The Toronto International Film Festival's inexhaustible breadth

By Marjorie Baumgarten, September 25, 2015, Screens

The 40th edition of the Toronto International Film Festival, the largest film festival on this continent, wrapped on Sept. 20, and so has my northern pilgrimage for another year. The festival is a film glutton's delight, offering a variety of films that range from early looks at some of the studios' upcoming fall releases, independent works seeking distribution and positive word-of-mouth, and well-curated samplings of international cinema. Dramas and documentaries mingle with genre and experimental sidebars, newcomers' debuts vie for attention against works from proven masters, curiosity and desire do battle with gluttony and fatigue. Even if an attendee views four to five movies a day, over the course of the 11-day festival, the viewer will have witnessed only a fraction of the 298 features included in the lineup. Any personal assessment runs the same risk as that faced in the fable about the five blind men describing an elephant. You only know as true what your personal experience dictates. My TIFF elephant was a lovely beast, gargantuan but warm to the touch, albeit with some noticeable wrinkles.

My first film upon arrival was film critic and programmer Kent Jones' Hitchcock/Truffaut, which proved to be a perfect means of getting my film juices flowing. Francois Truffaut's 1966 book of interviews with Hitchcock is one of the all-time seminal works of film analysis. Jones interviews contemporary filmmakers about the influence of this book and these filmmakers, and while breaking no new ground, the film was a perfect way to whet the palate for ... more films.

The most unusual film I saw was Anomalisa, written by Charlie Kaufman and co-directed by Kaufman and Duke Johnson, in which puppets (voiced by Jennifer Jason Leigh, David Thewlis, and Tom Noonan) are used in stop-motion animation to tell a typically eccentric Kaufman tale of anomie. Coming into the festival without distribution, the film was picked up by Paramount, which now has the distinction of being a home for weird puppets, having released in 2004 Trey Parker and Matt Stone's Team America: World Police.

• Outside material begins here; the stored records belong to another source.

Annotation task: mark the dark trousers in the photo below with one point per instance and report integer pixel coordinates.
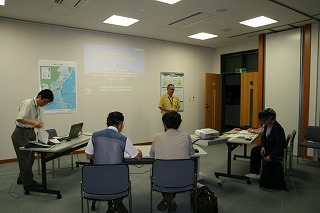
(255, 160)
(20, 137)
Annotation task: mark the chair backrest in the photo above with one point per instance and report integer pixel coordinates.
(52, 133)
(313, 133)
(293, 135)
(178, 173)
(288, 139)
(102, 179)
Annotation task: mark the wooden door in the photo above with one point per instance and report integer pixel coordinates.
(249, 101)
(213, 107)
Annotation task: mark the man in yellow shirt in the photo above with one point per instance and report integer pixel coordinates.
(169, 102)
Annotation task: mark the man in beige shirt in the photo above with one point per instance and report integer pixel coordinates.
(169, 102)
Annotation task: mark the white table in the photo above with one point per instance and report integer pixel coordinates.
(53, 152)
(233, 142)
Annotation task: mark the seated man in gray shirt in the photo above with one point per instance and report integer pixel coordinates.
(169, 145)
(108, 146)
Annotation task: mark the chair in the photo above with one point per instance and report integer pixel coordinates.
(291, 144)
(53, 133)
(174, 176)
(105, 182)
(311, 140)
(285, 155)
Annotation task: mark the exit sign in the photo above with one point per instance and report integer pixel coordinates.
(240, 70)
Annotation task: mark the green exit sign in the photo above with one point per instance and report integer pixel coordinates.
(240, 70)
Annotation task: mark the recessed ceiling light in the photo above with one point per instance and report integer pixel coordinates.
(202, 36)
(258, 22)
(120, 20)
(169, 1)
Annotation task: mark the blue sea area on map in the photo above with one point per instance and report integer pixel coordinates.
(65, 94)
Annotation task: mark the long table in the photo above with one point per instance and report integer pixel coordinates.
(49, 153)
(232, 143)
(65, 147)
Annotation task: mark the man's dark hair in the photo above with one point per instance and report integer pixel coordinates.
(46, 94)
(172, 120)
(114, 118)
(169, 85)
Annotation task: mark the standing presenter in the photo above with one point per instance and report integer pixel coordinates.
(169, 102)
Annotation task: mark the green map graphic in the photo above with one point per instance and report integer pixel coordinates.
(61, 80)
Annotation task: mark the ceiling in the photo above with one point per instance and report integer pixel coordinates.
(169, 22)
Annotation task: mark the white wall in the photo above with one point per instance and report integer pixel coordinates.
(282, 78)
(23, 44)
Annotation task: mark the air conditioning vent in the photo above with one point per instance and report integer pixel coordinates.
(192, 19)
(71, 3)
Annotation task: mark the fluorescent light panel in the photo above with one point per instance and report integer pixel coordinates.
(258, 22)
(202, 36)
(169, 1)
(120, 20)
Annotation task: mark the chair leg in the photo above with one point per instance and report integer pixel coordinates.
(71, 160)
(59, 163)
(53, 168)
(130, 198)
(38, 161)
(151, 199)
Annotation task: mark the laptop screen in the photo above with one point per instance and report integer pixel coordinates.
(75, 131)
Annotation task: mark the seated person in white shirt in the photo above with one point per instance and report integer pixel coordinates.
(108, 146)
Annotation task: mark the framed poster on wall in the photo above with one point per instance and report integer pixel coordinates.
(175, 78)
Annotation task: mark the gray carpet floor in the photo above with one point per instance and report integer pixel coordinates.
(234, 196)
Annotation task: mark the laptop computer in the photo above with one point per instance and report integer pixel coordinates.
(75, 131)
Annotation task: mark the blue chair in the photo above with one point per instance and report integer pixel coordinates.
(290, 148)
(105, 182)
(174, 176)
(311, 140)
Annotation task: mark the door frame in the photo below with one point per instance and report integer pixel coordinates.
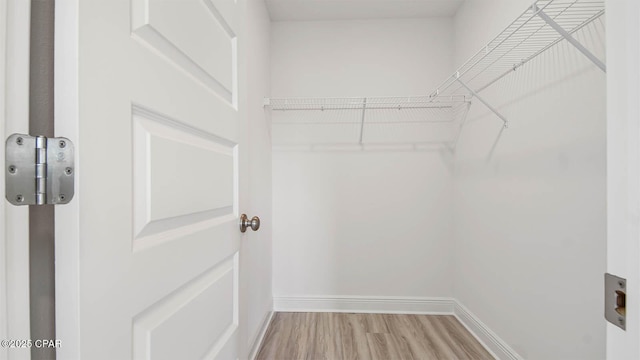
(14, 242)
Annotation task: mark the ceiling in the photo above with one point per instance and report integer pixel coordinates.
(288, 10)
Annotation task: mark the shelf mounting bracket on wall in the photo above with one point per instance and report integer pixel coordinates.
(475, 94)
(565, 34)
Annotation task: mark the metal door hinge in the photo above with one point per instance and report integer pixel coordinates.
(38, 170)
(615, 300)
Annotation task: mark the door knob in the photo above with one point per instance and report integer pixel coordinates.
(254, 223)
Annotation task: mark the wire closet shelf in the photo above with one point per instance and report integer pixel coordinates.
(541, 26)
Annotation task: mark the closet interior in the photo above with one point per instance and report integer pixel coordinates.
(484, 197)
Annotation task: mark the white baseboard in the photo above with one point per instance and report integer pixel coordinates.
(259, 338)
(496, 346)
(364, 304)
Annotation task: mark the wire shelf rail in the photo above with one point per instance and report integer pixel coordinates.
(542, 25)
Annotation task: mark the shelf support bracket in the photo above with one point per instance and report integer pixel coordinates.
(569, 38)
(364, 109)
(475, 94)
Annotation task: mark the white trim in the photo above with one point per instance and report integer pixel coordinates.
(14, 242)
(259, 337)
(395, 305)
(364, 304)
(494, 344)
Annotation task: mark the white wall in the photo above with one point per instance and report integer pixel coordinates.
(256, 249)
(530, 201)
(362, 223)
(623, 167)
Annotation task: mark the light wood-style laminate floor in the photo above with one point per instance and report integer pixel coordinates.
(338, 336)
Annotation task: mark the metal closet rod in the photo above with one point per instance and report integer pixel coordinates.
(527, 36)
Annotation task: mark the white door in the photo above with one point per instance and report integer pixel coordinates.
(14, 221)
(147, 252)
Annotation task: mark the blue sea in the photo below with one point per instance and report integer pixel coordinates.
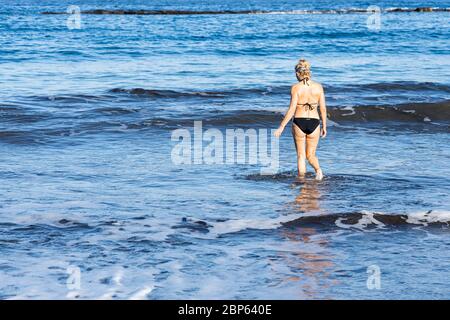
(92, 205)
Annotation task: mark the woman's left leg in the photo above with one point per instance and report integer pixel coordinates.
(312, 140)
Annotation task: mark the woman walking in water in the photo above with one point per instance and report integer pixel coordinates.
(307, 97)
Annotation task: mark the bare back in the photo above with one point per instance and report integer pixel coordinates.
(308, 99)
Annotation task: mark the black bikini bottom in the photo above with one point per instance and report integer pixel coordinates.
(307, 125)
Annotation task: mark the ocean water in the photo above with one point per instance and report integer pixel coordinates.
(92, 205)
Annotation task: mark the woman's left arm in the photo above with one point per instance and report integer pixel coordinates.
(289, 114)
(323, 114)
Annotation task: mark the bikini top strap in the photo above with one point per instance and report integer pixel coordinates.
(309, 105)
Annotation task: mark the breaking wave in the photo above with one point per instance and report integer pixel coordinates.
(204, 12)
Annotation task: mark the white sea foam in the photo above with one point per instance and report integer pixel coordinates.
(366, 220)
(425, 218)
(348, 108)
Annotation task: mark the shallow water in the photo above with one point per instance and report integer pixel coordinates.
(88, 181)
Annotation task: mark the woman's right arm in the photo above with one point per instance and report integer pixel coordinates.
(289, 114)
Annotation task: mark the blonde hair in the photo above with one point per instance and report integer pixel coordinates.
(303, 70)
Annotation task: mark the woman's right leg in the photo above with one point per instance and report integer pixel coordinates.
(300, 138)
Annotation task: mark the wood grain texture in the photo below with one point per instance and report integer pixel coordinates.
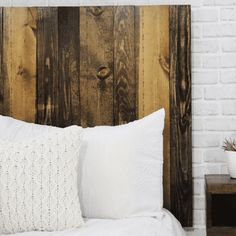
(69, 94)
(104, 66)
(96, 58)
(1, 63)
(124, 65)
(180, 108)
(19, 62)
(153, 73)
(47, 71)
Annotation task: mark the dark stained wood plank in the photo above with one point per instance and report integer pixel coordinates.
(180, 109)
(96, 65)
(69, 97)
(153, 74)
(47, 71)
(19, 26)
(1, 65)
(124, 65)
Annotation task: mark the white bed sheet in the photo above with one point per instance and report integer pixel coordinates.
(139, 226)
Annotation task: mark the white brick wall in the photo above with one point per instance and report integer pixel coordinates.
(214, 81)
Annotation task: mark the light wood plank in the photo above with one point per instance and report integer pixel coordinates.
(20, 62)
(96, 59)
(153, 73)
(124, 65)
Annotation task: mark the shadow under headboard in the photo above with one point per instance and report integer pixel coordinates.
(104, 66)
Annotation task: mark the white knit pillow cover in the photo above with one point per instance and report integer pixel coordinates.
(38, 183)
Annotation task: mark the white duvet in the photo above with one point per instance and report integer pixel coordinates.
(139, 226)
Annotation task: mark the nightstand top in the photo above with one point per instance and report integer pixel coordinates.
(220, 184)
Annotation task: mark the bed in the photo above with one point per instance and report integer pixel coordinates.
(140, 226)
(93, 66)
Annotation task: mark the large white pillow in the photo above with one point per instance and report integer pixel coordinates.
(39, 183)
(120, 171)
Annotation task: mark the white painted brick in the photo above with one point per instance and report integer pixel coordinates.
(201, 108)
(198, 170)
(211, 62)
(219, 2)
(205, 46)
(229, 135)
(197, 92)
(228, 45)
(197, 156)
(220, 124)
(198, 186)
(213, 169)
(198, 124)
(199, 203)
(205, 77)
(199, 217)
(228, 14)
(196, 61)
(205, 15)
(228, 60)
(196, 31)
(214, 155)
(201, 139)
(219, 30)
(228, 107)
(222, 92)
(227, 76)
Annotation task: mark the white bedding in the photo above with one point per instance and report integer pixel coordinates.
(139, 226)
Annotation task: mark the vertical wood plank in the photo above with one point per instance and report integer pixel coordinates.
(153, 74)
(69, 99)
(47, 71)
(181, 122)
(1, 66)
(19, 26)
(96, 65)
(124, 65)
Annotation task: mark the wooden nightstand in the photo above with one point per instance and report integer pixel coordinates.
(221, 205)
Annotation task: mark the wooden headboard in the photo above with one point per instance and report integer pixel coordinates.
(104, 66)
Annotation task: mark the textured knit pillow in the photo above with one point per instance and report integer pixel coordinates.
(38, 183)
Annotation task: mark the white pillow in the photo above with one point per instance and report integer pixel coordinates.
(120, 167)
(38, 183)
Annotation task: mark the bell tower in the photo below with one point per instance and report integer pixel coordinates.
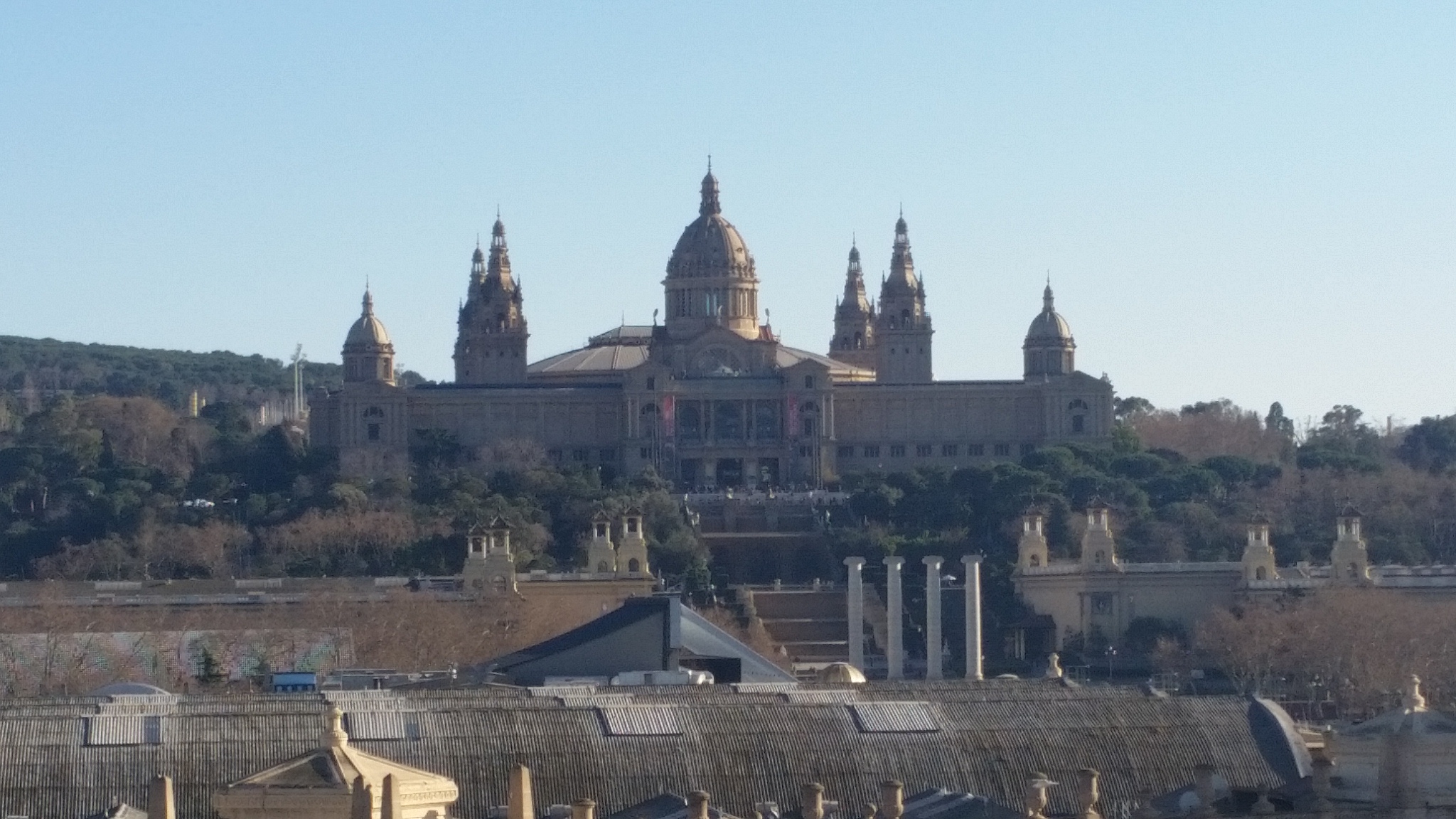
(901, 326)
(854, 340)
(1349, 559)
(491, 346)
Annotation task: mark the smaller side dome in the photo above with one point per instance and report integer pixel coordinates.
(1049, 348)
(368, 331)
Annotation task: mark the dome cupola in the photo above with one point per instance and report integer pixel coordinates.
(369, 356)
(1049, 348)
(711, 277)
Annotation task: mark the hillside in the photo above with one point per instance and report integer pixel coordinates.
(38, 368)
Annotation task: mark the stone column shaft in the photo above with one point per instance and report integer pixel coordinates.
(932, 617)
(896, 652)
(857, 611)
(973, 617)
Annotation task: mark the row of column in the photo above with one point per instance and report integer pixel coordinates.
(894, 652)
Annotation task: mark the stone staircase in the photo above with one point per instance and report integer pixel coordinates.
(810, 623)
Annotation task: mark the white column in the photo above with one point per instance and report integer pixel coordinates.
(857, 611)
(973, 617)
(896, 652)
(932, 617)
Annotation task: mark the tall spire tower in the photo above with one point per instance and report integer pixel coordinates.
(901, 324)
(854, 340)
(491, 346)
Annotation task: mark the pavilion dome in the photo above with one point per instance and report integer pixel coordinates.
(1049, 327)
(368, 331)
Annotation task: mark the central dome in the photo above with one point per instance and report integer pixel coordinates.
(1049, 326)
(711, 247)
(711, 277)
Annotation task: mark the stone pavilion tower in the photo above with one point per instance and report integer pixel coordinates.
(491, 346)
(901, 326)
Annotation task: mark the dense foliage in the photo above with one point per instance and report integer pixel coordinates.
(109, 487)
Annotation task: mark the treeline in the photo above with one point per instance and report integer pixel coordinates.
(108, 487)
(34, 369)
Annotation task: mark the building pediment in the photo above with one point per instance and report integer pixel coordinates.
(722, 353)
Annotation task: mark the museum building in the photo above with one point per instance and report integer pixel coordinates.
(711, 397)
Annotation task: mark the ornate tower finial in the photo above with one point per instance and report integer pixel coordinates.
(710, 205)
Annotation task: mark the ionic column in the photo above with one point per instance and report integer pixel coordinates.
(896, 652)
(932, 617)
(973, 617)
(857, 611)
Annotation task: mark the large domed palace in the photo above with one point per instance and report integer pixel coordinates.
(711, 397)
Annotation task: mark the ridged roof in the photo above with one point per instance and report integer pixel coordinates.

Three of my favorite films were directed by women: Laurie Anderson's delightful personal essay on life and death, Heart of a Dog; Julie Delpy's Lolo, a screwball love story; and Rebecca Miller's Maggie's Plan, which stars Greta Gerwig, an outrageous Julianne Moore, and the always dexterous Ethan Hawke (who, with his stunning lead performance as musician Chet Baker in the festival's uneven Born to Be Blue shows himself to be one of the most adroit actors working today). Two terrific newspaper movies also screened and will be making the rounds in coming weeks: Tom McCarthy's Spotlight details The Boston Globe's investigation into the pedophile-priest scandal, and Truth stars Robert Redford as Dan Rather and Cate Blanchett in an Oscar-eligible turn as his producer Mary Mapes, telling the story about George W. Bush's military service that ended their careers at CBS.

In eight and a half days, I viewed a total of 33 films. My sense of the elephant is surely incomplete, but the ride was a resounding delight.